FOMO also has the power to condition the value we give to our own achievements. We become more aware of what’s happening on social media networks than in real life. Without a doubt, events such as parties, exotic excursions, dinners at expensive restaurants, or work achievements set a trend in the social media world. However, keep in mind that this exhibition is partial and that it rarely constitutes an accurate vision of the reality of the person who published the post.
If being offline makes you angsty and anxious and stresses you out, you’re probably a victim of FOMO. Therefore, it’s very important to make an effort to try to regulate your emotions. Remember that having more real than virtual contacts makes planning fun activities possible.
Wanting to Know Everything that’s Happening Online
Smartphones are very powerful tools. However, they’re also a permanent distractor that can condition our lives.

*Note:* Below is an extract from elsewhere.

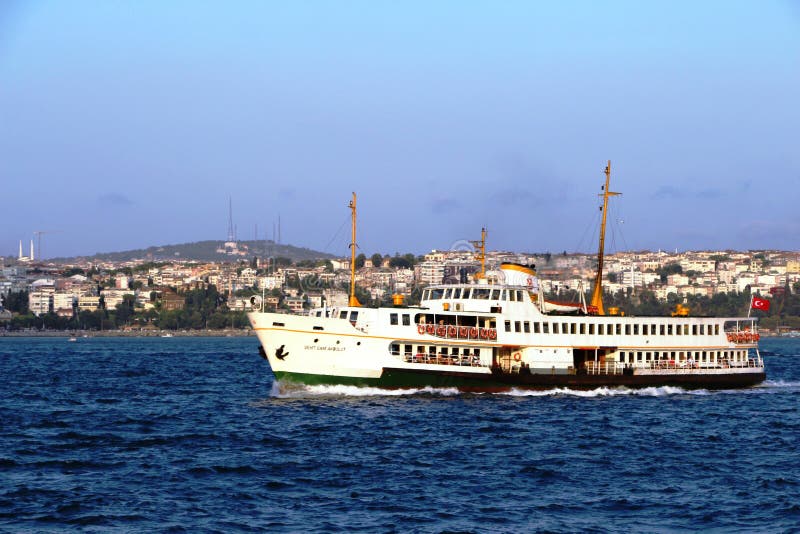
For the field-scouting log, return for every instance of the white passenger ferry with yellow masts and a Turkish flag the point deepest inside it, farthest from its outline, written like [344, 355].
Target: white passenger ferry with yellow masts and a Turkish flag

The constant need to check everything that’s happening on the Internet may stem from an inner desire to receive approval and admiration from others. Undoubtedly, we’re all curious about what happens. However, the best thing we can do is keep said curiosity from taking the helm of our lives.
Likewise, you should know that FOMO affects mostly young people with some kind of family or social dependence. They often use social media networks to build and reaffirm their identity. This explains why they don’t want to miss anything that’s happening in the virtual world.
Finally, it’s important to note that not living such a busy, luxurious life is okay. Those who portray that kind of lifestyle on social media may not even be 100% happy with their lives. However, if someone you follow brags about the things they do, it’s okay to see it; what’s not okay is comparing yourself or your life to theirs. It’s just not worth it.
Instead of focusing on the online world so much, work hard to build a great life for yourself in the real world. We assure you that this is way more satisfying than creating an online persona just to get views and likes.